Austin said his historically accurate drawing, complete with a horse statue in the window of the old feed store, was drawn using a ruler and pencil.
"We were learning about rulers and measurement in art class," he said.
The 11-year-old is familiar with his spot on the wall because for the past five years, that's where his artwork has hung at the Jackson All-District Art Exhibit. In several years, Austin's art will hang from display boards in the center of the room, where the high school artwork is displayed -- at least that's what his mother, Martha Austin, hopes.
"I think he's got some talent. I hope he pursues art in junior high and high school," Martha Austin said Sunday afternoon.

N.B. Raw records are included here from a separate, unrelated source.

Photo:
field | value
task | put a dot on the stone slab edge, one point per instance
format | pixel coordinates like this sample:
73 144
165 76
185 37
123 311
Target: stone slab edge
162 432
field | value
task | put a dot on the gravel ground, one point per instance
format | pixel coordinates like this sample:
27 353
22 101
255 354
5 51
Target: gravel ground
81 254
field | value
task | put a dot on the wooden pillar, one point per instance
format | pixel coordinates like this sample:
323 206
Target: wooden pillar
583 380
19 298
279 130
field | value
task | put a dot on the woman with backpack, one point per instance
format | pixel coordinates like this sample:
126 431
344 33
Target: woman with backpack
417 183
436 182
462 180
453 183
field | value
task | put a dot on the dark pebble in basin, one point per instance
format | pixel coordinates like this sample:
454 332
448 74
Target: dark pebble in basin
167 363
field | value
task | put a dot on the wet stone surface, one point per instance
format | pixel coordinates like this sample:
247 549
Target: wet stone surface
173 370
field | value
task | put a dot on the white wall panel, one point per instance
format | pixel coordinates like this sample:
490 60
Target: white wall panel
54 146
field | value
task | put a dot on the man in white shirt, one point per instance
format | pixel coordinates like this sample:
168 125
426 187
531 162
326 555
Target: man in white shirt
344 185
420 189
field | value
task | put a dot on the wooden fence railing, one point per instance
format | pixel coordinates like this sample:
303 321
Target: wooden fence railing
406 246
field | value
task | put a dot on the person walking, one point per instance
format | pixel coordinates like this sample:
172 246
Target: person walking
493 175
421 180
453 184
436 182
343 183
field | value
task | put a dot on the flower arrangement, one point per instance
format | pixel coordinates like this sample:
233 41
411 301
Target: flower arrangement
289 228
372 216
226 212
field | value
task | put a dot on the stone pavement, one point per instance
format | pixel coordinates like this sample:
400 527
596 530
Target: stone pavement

More than 600 pieces of kindergarten through high school students' artwork was on display over the weekend at the Jackson Art Department's annual exhibit. The student's work included drawings, paintings, printmaking, sculptures and fibers.
Carol Horst, South Elementary School art teacher, said the art exhibit has been held for approximately 14 years.
"Art is meant to be seen and this is a way for all of our students to show off their work. By having this exhibit open for all students, the elementary students can see what happens if they stay in the art program," Horst said.
It also helps Jackson's art teachers to continually try to improve their curriculums. "It helps me want to be a better art teacher. We can see what areas we need to improve on and where we can make changes in the program," Horst said.
In addition to the displayed artwork, various hands-on art centers were located throughout the room. The public had the opportunity to make jewelry, sculpt clay finger puppets and have their portraits drawn by upper level art students.
Lauren Fisher, 7, and Sydney Bratina, 8, sat at a table making animal finger puppets out of clay. Jackson Middle School art teacher, Leigh Rampley, helped both girls with their creations.
"I'm making a ladybug for my teacher," Bratina said as she drew black spots onto the clay.
Fisher was in the process of making her fourth finger puppet, a cat.
Students who participated in the hands-on activities were required to pay $1 for the materials; all money raised will help buy supplies for next year's art exhibit.
As Bratina finished creating her ladybug on Sunday, she discussed her favorite subject in school.
"It used to be math, but now it's art," Bratina said.